A: "Beer drinking accounts for most of the hazardous alcohol consumption reported in the United States"

(see Rogers and Greenfield, Journal of Research on Alcohol, 1999)

And the hazardous consumption attributable to beer is greater than beer's share of all alcohol consumed in the U.S.

The Big Beer interests funding the NO on 1100 campaign are trying to convince us that allowing 3,000 grocery stores currently licensed to sell beer to also sell Scotch would somehow be far more dangerous to public safety than the status quo of selling beer in the 5,000+ outlets that currently sell beer. Their explanation is that beer and "hard liquor" are "different".

Well, yes they are. As the aforementioned research (and other research) has found, beer accounts for more problem drinking and public health and safety problems than wine and liquor put together. Of course, the alcohol in beer is the same substance as the alcohol in Chivas Regal. But for whatever reasons of attitudes and behaviors regarding alcoholic beverages, beer is the drink of choice for underage and dangerous drinkers. The research stops short of proving a causal relationship, but experts believe reckless beer consumption is likely encouraged by a widespread misperception that beer is a "safer" form of alcohol. And that's precisely the misperception that the Beer Industry is exploiting and encouraging in this campaign.

Meanwhile, the "Protect Our Communities" campaign has been completely unable to produce a shred of evidence-based research to support their scaremongering that expanding the mix of alcoholic beverages at licensed grocery stores could plausibly lead to any increase on public health and safety problems. This should confirm that the "Protect Our Communities" campaign scaremongering about liquor in grocery stores has absolutely nothing to do with actually protecting anybody's communities. It is solely about protecting one group of vendors from competition and consumer choice.
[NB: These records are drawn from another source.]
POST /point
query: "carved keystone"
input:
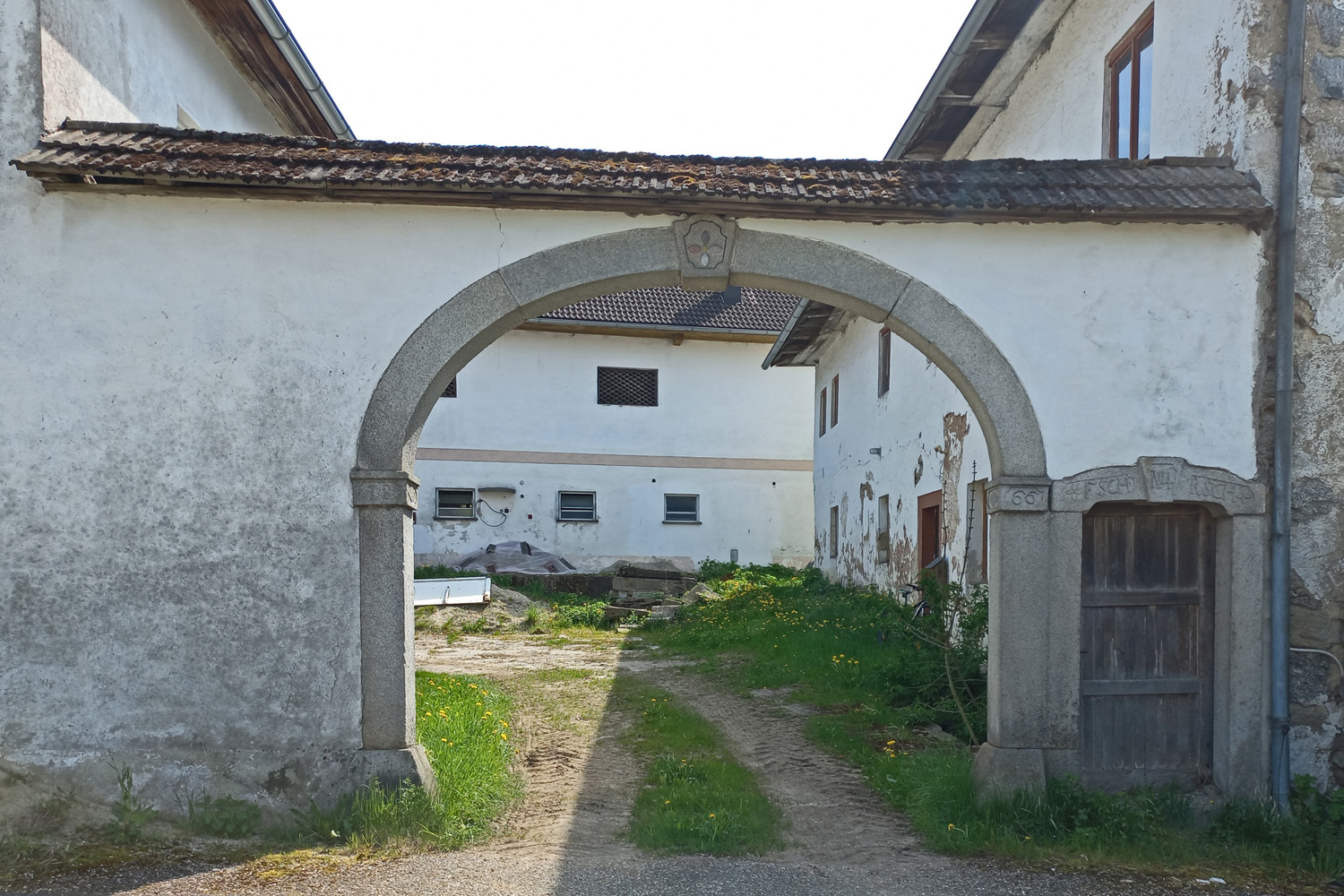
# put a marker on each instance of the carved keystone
(1018, 495)
(384, 487)
(704, 252)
Nine-hundred and thirty-five thousand dollars of beer on the wall: Many more barrels of out-of-state beer money flows into Washington to "Protect Our Communities"

According to Monday's PDC filings, the "Protect Our Communities Beer Sales" coalition deposited another $935,625 since last week's report, bringing the total cash + in-kind raised to more than $7.1 million.
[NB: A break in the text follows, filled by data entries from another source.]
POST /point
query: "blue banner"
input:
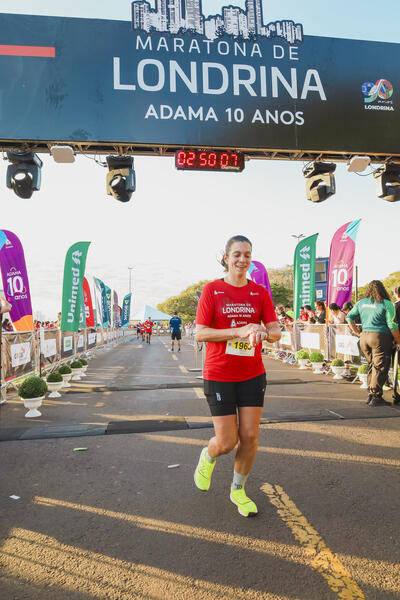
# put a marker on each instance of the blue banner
(227, 80)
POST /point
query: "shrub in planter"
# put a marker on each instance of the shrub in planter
(54, 377)
(32, 387)
(302, 355)
(337, 362)
(316, 357)
(76, 364)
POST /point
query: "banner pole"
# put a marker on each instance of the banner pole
(356, 283)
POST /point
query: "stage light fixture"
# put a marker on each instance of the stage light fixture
(121, 180)
(320, 183)
(358, 164)
(388, 182)
(24, 174)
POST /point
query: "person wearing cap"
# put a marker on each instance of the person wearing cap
(175, 323)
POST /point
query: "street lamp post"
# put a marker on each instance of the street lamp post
(130, 269)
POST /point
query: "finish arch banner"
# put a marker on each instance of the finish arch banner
(175, 76)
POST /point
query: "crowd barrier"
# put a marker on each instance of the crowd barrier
(333, 341)
(34, 352)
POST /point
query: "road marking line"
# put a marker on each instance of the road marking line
(323, 561)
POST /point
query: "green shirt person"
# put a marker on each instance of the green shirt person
(379, 328)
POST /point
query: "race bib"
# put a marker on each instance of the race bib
(239, 347)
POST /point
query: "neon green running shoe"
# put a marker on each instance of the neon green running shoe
(203, 472)
(246, 507)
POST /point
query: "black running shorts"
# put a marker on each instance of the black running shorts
(225, 397)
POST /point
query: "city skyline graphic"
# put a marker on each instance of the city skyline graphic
(178, 17)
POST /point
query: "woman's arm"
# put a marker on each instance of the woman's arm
(209, 334)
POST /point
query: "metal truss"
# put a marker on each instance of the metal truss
(100, 148)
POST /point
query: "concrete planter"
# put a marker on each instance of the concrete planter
(33, 404)
(53, 387)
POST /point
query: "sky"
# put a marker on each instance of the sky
(174, 229)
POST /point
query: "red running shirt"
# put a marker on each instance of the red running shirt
(148, 326)
(222, 306)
The latest report alone includes $25,000 from Allied Beverage in Sylmar, California, $10,000 from the Budweiser distributor in Newark, OH, a total of $19,000 from 8 beer distributors in Kentucky, and a total of $85,000 from the state beer wholesalers associations in Arkansas, Colorado, Florida, Georgia, Maryland, Maine, Missouri, South Carolina, Tennessee and West Virginia.

I hope my readers are as touched as I am that this diverse nationwide coalition of beer distributors are so committed to protecting our communities!

To date, 64% of the funding for the "Protect Our Communities Abnormal Profits From Voters in Our Home States Getting Any Ideas in Their Heads About Taking Away the Anti-competitive Trade Restraints That the Beer Industry Uniquely Enjoys Here Too" campaign comes from outside the state of Washington. Most of it's beer money, some is from the Teamsters and UFCW. 26% comes from the Washington Beer and Wine Wholesalers' Assn. PAC. The remaining 10% comes from other Washington state donors, mostly liquor store employee unions, contract liquor store managers and liquor store landlords.